Haskell Arrows

Posted by Daniel Lyons on April 8, 2007

Just a quick post about my implementation of FizzBuzz with Arrows.

If you’re not familiar with arrows, they’re usually called a generalization of monads to arbitrary computations. In this case I realized I could use an arrow to handle the combination of both mod 3 and mod 5 tests. In reality, it isn’t much nicer than the ordinary function composition method, except that I get to write the tricky part in points-free form. Actually, most of the program is points-free.

The usual stuff at the beginning, and the Arrow library:

        module Main where
        import Control.Arrow
        

For simplicity, I defined some helper functions for testing divisibility and generating a test. I decided to use the Either monad to carry around either an integer if the function didn’t mangle the number into a string, or the string. Then I use the utility to define my functions three and five which handle their respective tests:

        -- True if y divides x evenly
        divides :: (Integral a) => a -> a -> Bool
        x `divides` y  =  y `mod` x == 0
        
        -- Generates an Either monad function for two types
        genTest :: (a -> Bool) -> b -> a -> Either a b
        genTest test result x = if test x then Right result else Left x
        
        -- The fizzbuzz functions
        three, five :: Integer -> Either Integer String
        three = genTest (divides 3) "Fizz"
        five  = genTest (divides 5) "Buzz"
        

The last piece of the FizzBuzz part of the problem is something which combines the result of the three and five functions.
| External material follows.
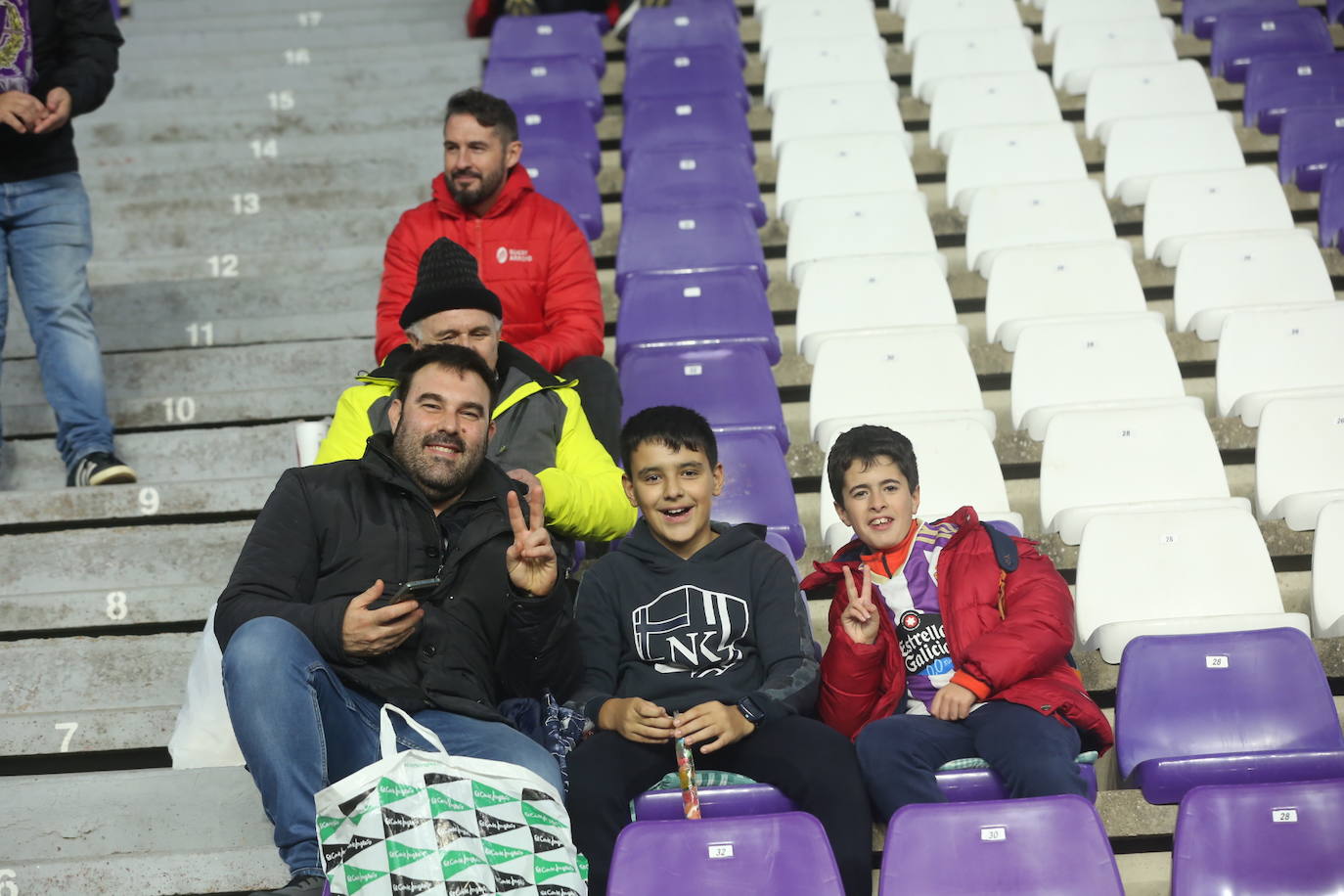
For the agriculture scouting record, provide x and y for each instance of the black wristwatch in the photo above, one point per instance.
(750, 711)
I wish there were a way to get rid of this but I’m not sure there is. At least by using pattern matching, I think the code is somewhat more aesthetically pleasing. Take a look:

        -- A thing to combine the results of the fizzbuzz functions
        combine :: Either Integer String -> Either Integer String -> String
        combine (Left x)  (Left _)  = show x
        combine (Right x) (Right y) = x ++ y
        combine (Right x) _ = x
        combine _ (Right y) = y
        

OK, just one thing left: actually sequencing the operations and doing the damn work! I want to wind up with a function which takes a number and returns the appropriate string:

        -- OK, run three and five with the same input and combine the result
        fizzbuzzArrow :: Integer -> String
        fizzbuzzArrow = three &&& five >>> uncurry combine
        

This is the real meat. The arrow here is doing this computation (forgive my horrible ASCII art:

                  val
                   |
                   |
                   |
                 (&&&) -- the fanout operator copies val
                  / \
                 /   \
                /     \
               /       \ 
              /         \
             |           |
             |           |
            three val    |    -- call three on the first copy
             |           |
             |      five val  -- call five on the second copy
             |           |
             |   (>>>)   |    -- send both values onward
             |           |
            (r1,        r2)   -- if r1 = three val and
             |           |       r2 = five val, this is the 
             |           |       tuple we're carrying around
             |          /
             |         /
             |        /
             |       /
             |      /
             |     /
            uncurry combine   -- uncurry unpacks a 2-tuple into
                   |             two args for a function call
                   |             thereby calling our "combine"
                   |
                result        -- this is the function's result 
        

I hope that’s clear!

Now that we have our fizzbuzzArrow function which takes a number and produces the right string, we just have to call it on the correct input and print out the result. This is pretty simple in Haskell:

        -- The main: apply the function (with printing with a newline) to all of
        -- the first hundred integers.
        main = mapM_ (putStrLn . fizzbuzzArrow) [1..100]
        

Nothing tricky there; just using mapM_ to send the list of numbers between 1 and 100 through a function composition of putStrLn and fizzbuzzArrow. The composition has type Integer → IO (), which is why mapM_ is necessary rather than map.

All this, just for points-free style?! How about the simpler, non-arrow function combining method! It looks almost the same:

        -- fizzbuzz :: Integer -> String
        fizzbuzz x = uncurry combine (three x, five x)
        
        main = mapM_ (putStrLn . fizzbuzz) [1..100]
        

Yeah, yeah… well, hopefully the arrow is at least instructional!